Blake and I were both a little loopy from Bombay Sapphire and tonics and were singing a medley of sitcom theme songs when I spotted Billy and the Brunette.
They weren’t kissing, or groping, or even holding hands, but there was definitely something intimate about the way they were walking and talking. As in, she might have been a colleague but she definitely wasn’t just a colleague, and they might have been coming from a restaurant but they definitely weren’t coming from a dinner meeting.
And she definitely, definitely, wasn’t his sister. For one thing, I know—and strongly dislike, but that’s neither here nor there—his sister, Amanda.
For another, if that woman turned out to be some other unlikable Billy sister I haven’t met, then there’s something distinctly Flowers in the Attic about their relationship.

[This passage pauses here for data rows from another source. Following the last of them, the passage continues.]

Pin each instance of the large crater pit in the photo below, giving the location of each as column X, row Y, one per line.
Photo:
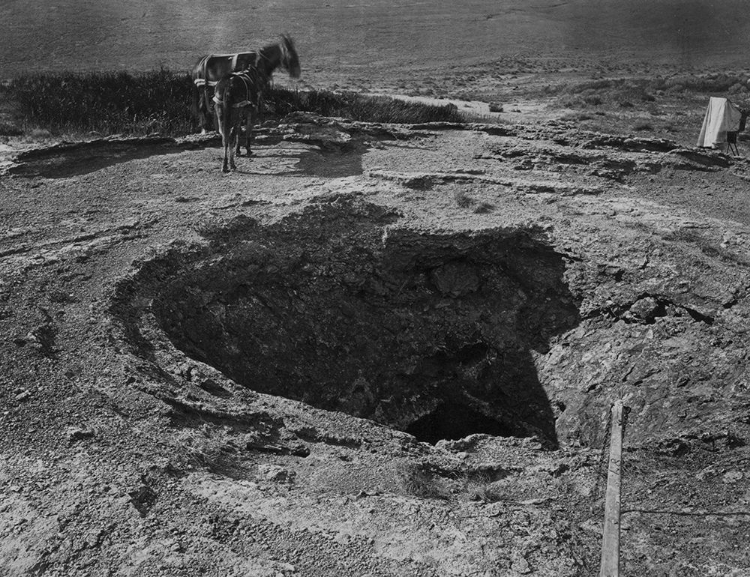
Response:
column 341, row 308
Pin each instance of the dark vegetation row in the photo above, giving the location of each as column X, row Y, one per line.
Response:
column 161, row 102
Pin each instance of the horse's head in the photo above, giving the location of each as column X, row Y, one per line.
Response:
column 290, row 59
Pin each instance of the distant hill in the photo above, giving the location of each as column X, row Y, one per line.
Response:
column 360, row 35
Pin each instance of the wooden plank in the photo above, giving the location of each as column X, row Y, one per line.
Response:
column 610, row 566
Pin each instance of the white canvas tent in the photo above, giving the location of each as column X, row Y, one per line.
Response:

How do I know Billy and the woman aren’t platonic? Sometimes I just get a feeling about things for reasons I can quite put my finger on, and that was one of those times.
Blake—who must have met Billy at Raphael and Donatello’s wedding three years ago but probably wouldn’t know him if he fell over him, which was not unlikely in his Bombay Sapphire-fueled condition—was oblivious to the situation.
He launched us into the theme song from One Day at a Time as I saw the rest of Kate’s life—as a divorcée—flash before my very eyes.
Maybe I was jumping the gun. Maybe they really were just colleagues.
Blake elbowed me as I stopped singing and turned to watch Billy and the woman get into a cab together.
“Tracey, you’re supposed to back me up. Let’s try it again,” Blake said, and sang, “Thiiiis is it…”
“Thiiis is it,” I obediently echoed in tune, watching the cab make a right turn onto Hudson, heading downtown, instead of continuing on the next short block, making a right onto West Fourth and heading uptown.
Billy and Kate, of course, live uptown. Shouldn’t he have been heading home at that hour on a weeknight?
And even if she lived downtown, if they were going their separate ways, shouldn’t they have gotten separate cabs? There were plenty around. Believe me, I checked.
I know, I know, I said I wouldn’t get into this whole Billy thing at the moment, but I can’t help it. It’s been weighing me down for weeks now and even though I know it could have been perfectly innocent, I also know that it wasn’t.